Look, I'm not on here to ruin the day of any OD student, you guys get pounded enough. But you need to realize that you have not one ounce of reality before you get out of school. Do you honestly think you're going to hear the truth while you're in school? Do you think your professors are going to "warn" themselves out of a job? I used to teach in an OD program, I never uttered a word of this stuff to my students, because all it would do would be to cause me headaches with senior administrators and other faculty. When you're in a cushy academia gig, the last thing you need is some guy telling students that they made a bad decision by entering optometry.
And upon what evidence do you base your statements that "there's plenty of room in disease management and vision therapy?" Who is telling you this? We have about 40,000 ODs right now, and we'll be adding about 1,500 to that number every year, once all the new schools are up and running, even accounting for retirement. If half the ODs in the nation decided to convert to the medical model, as you say, and stop asking "1 or 2," the result would be that about half the ODs in the nation would go out of business in a matter of weeks, due to an inability to keep their doors open. There is not enough ocular disease, my friend, to keep the trillions of ODs in this country busy.
The idea of vision therapy is great, except there's just one problem - no one wants to pay for it. Insurance won't pay for it, and mom won't pay for it, so you're left with one option, give it away free, or do what ophthalmology does - prescribe pencil pushups. You're about the 100 thousandth person who's thought of VT as their golden calf. It doesn't happen.

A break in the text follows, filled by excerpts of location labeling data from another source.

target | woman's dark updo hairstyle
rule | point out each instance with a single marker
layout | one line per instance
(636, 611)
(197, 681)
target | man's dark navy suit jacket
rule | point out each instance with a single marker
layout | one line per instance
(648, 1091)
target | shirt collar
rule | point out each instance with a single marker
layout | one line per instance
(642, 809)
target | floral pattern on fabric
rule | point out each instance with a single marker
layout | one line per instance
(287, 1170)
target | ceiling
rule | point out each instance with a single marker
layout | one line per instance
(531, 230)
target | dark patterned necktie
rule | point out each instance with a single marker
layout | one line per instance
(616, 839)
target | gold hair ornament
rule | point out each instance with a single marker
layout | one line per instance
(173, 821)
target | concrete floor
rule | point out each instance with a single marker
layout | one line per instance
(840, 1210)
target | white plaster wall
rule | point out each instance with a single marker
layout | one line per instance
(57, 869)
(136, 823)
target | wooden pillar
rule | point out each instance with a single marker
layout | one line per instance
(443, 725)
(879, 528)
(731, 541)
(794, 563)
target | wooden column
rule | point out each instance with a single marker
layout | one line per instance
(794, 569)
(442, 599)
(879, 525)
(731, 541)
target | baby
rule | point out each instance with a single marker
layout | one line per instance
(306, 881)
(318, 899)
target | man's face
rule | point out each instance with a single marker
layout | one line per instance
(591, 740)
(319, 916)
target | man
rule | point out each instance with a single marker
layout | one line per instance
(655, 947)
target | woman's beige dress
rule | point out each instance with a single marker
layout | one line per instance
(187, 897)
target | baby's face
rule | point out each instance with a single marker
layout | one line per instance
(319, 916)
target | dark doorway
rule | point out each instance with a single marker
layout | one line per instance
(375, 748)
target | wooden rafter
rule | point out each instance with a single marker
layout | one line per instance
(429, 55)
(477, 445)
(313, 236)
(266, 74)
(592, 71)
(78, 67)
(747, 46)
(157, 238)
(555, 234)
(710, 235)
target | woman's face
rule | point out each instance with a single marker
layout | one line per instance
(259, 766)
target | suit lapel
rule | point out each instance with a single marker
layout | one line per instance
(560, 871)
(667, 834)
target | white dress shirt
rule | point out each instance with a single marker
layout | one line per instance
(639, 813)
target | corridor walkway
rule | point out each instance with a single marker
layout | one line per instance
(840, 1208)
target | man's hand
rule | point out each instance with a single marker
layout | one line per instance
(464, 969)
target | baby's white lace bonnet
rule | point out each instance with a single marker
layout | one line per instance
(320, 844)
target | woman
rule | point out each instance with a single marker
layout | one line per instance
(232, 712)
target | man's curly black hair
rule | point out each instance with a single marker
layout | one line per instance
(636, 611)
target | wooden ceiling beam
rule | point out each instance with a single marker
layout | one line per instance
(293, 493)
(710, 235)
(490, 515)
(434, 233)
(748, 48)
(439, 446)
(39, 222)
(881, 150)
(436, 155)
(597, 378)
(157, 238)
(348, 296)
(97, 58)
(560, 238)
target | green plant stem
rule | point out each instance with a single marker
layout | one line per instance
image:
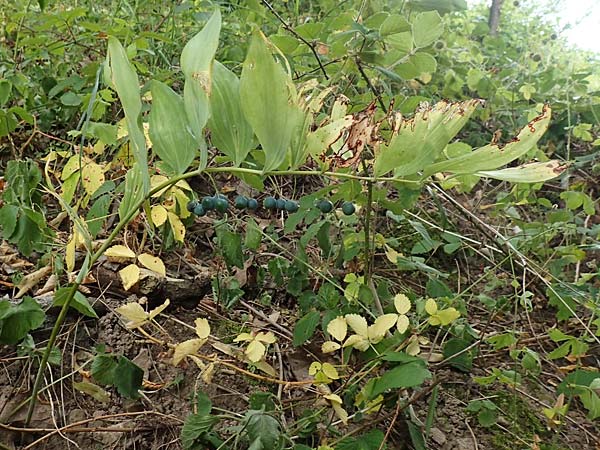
(123, 223)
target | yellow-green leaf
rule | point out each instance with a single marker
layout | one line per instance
(130, 275)
(202, 328)
(134, 313)
(119, 253)
(358, 324)
(430, 306)
(330, 346)
(338, 328)
(186, 348)
(176, 226)
(153, 263)
(255, 350)
(269, 101)
(92, 177)
(158, 214)
(401, 303)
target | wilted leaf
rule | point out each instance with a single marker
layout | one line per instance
(158, 214)
(130, 275)
(153, 263)
(186, 348)
(119, 253)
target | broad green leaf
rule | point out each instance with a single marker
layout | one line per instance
(230, 132)
(18, 320)
(527, 173)
(79, 303)
(403, 376)
(103, 369)
(269, 102)
(416, 66)
(427, 27)
(305, 327)
(169, 131)
(196, 63)
(128, 378)
(195, 426)
(135, 190)
(493, 156)
(231, 246)
(421, 139)
(125, 81)
(263, 430)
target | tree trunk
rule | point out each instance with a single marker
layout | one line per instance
(494, 18)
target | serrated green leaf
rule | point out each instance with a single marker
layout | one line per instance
(305, 328)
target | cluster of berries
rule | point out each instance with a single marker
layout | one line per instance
(219, 203)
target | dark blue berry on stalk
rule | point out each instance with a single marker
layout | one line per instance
(270, 203)
(325, 206)
(291, 206)
(241, 202)
(199, 210)
(191, 205)
(348, 208)
(221, 205)
(208, 203)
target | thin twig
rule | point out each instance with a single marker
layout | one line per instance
(297, 36)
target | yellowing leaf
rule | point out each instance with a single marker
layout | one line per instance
(338, 328)
(330, 371)
(129, 276)
(382, 324)
(358, 324)
(336, 404)
(202, 328)
(255, 350)
(177, 227)
(134, 313)
(158, 214)
(402, 303)
(444, 316)
(119, 253)
(92, 177)
(243, 337)
(431, 306)
(268, 337)
(402, 323)
(156, 311)
(314, 368)
(358, 342)
(330, 346)
(186, 348)
(153, 263)
(157, 180)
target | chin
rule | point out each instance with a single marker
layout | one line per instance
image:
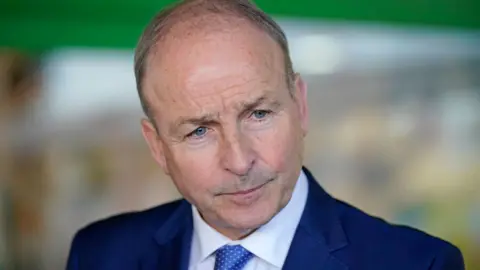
(251, 219)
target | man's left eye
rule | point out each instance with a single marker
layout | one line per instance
(260, 114)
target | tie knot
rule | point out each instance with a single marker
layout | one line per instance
(231, 257)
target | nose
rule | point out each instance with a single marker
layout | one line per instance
(237, 155)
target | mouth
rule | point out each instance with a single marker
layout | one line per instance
(247, 196)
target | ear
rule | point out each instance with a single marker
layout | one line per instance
(301, 99)
(154, 143)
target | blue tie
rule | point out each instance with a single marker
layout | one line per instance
(231, 257)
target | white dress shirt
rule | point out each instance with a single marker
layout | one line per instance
(269, 243)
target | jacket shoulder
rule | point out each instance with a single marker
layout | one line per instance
(388, 242)
(120, 234)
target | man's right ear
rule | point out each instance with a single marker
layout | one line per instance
(154, 143)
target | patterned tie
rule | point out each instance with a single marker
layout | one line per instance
(231, 257)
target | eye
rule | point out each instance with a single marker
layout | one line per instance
(260, 114)
(198, 132)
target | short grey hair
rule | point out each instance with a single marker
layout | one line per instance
(160, 25)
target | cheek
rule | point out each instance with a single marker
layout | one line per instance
(278, 145)
(192, 170)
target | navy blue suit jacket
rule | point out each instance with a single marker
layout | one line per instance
(331, 235)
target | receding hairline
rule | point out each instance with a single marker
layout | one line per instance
(205, 16)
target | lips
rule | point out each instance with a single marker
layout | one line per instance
(244, 192)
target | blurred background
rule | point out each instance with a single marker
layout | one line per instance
(394, 94)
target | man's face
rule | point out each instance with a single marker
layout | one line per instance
(230, 132)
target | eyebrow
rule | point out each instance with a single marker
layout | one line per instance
(211, 118)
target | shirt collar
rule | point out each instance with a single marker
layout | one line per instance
(270, 242)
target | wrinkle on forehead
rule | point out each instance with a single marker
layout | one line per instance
(195, 70)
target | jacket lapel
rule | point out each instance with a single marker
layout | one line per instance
(319, 233)
(170, 247)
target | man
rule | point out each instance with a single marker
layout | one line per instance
(226, 121)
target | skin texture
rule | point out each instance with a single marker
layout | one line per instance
(227, 123)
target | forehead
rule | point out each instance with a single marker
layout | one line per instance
(204, 64)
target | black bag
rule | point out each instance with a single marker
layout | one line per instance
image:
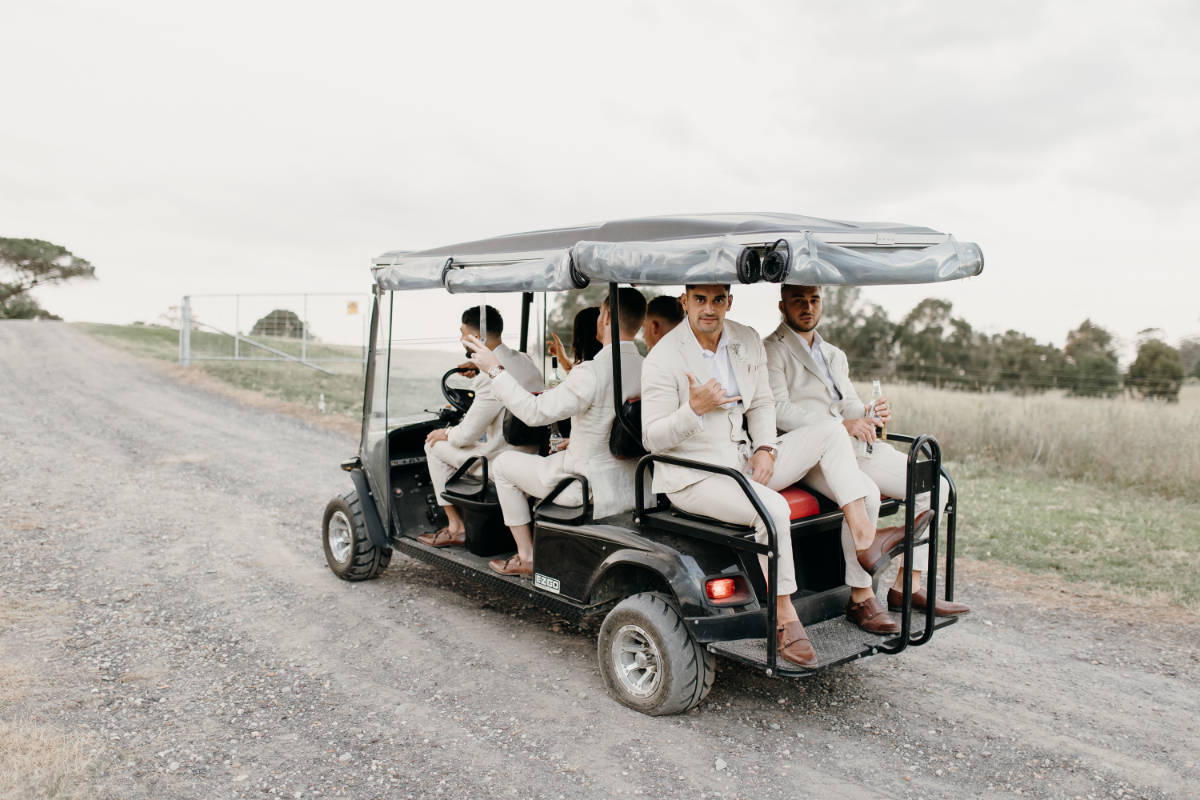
(623, 443)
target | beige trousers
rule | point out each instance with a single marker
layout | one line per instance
(799, 452)
(888, 470)
(443, 458)
(519, 476)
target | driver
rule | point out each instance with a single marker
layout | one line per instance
(586, 396)
(479, 432)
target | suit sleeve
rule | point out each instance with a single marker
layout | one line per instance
(666, 422)
(789, 415)
(478, 417)
(761, 414)
(570, 397)
(851, 403)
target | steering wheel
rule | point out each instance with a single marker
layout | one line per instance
(460, 398)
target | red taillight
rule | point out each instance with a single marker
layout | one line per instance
(720, 588)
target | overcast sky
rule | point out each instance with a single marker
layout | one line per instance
(251, 146)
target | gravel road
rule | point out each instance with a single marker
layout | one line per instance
(168, 626)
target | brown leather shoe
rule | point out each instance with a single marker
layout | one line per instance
(887, 539)
(795, 645)
(444, 539)
(511, 565)
(871, 618)
(941, 607)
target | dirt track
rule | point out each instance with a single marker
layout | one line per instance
(166, 614)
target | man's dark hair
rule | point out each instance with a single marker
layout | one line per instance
(493, 319)
(665, 307)
(630, 310)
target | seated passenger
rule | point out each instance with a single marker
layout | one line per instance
(661, 316)
(700, 384)
(810, 379)
(585, 344)
(586, 396)
(479, 432)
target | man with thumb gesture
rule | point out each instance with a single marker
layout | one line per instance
(706, 397)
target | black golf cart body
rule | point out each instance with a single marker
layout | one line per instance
(654, 566)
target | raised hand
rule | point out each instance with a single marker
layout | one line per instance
(480, 355)
(707, 396)
(559, 352)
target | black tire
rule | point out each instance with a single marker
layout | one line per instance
(683, 671)
(343, 533)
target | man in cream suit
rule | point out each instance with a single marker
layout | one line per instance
(587, 398)
(479, 432)
(700, 384)
(810, 380)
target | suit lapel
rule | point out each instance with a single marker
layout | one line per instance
(792, 342)
(694, 362)
(741, 370)
(827, 353)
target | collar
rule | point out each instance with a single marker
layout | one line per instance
(724, 342)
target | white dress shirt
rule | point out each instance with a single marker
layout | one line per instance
(819, 358)
(720, 366)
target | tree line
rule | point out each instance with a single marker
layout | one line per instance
(931, 346)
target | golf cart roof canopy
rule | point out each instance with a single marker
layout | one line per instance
(697, 248)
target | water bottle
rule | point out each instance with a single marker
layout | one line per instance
(556, 439)
(881, 429)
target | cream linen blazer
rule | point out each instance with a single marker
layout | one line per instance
(481, 428)
(586, 397)
(671, 428)
(798, 386)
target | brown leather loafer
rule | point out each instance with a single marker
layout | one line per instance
(795, 645)
(444, 539)
(871, 618)
(919, 602)
(888, 539)
(511, 565)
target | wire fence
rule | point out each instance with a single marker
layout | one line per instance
(310, 329)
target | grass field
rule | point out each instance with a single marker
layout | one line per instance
(1129, 443)
(1096, 492)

As for ocular disease management, good luck with that. The fact is, the vast majority of what nearly ALL private ODs do, is refract. If you visit some of the heavily medical OD offices in this country, they still make their money on normal patients. I don't care how many coding and billing seminars you go to, in which someone tells you that you can bill your dry eye patient for $4K in services every time he comes in for a visit, it doesn't happen very often. Most people's eyes are distinctly normal, despite the fact that we've come up with 1,000 tests so we can fill up an exam with exiting cards and dials to annoy patients.
I hate to burst your bubble, chief, but it sounds like yours won't be popped for a while anyway. Keep your head down and try to find a spot on the lifeboat, but don't look at VT as your path to freedom; it isn't. As far as disease management goes - super, learn it, and learn to code for it, but don't expect that to save you either; it won't.
Nothing I post on this site is "inflammatory;" it's the truth, and it's real. If you don't like to hear it, that doesn't make it "inflammatory," that just makes it unpleasant. Our liberal educational system has created a nation of young people who are largely incapable of accepting that things are not as they wish. Bad things happen, and your decisions are not always the right ones, despite what your professor/teacher in a crinkly, long skirt, large multi-colored beaded necklace, and a silk scarf, with a pencil-restrained hair bun, may have told you. There are right answers and wrong answers. There are good career choices and bad ones. You'll need to make the best of what you chose.
I really feel for you guys - you know everything, but you don't know anything.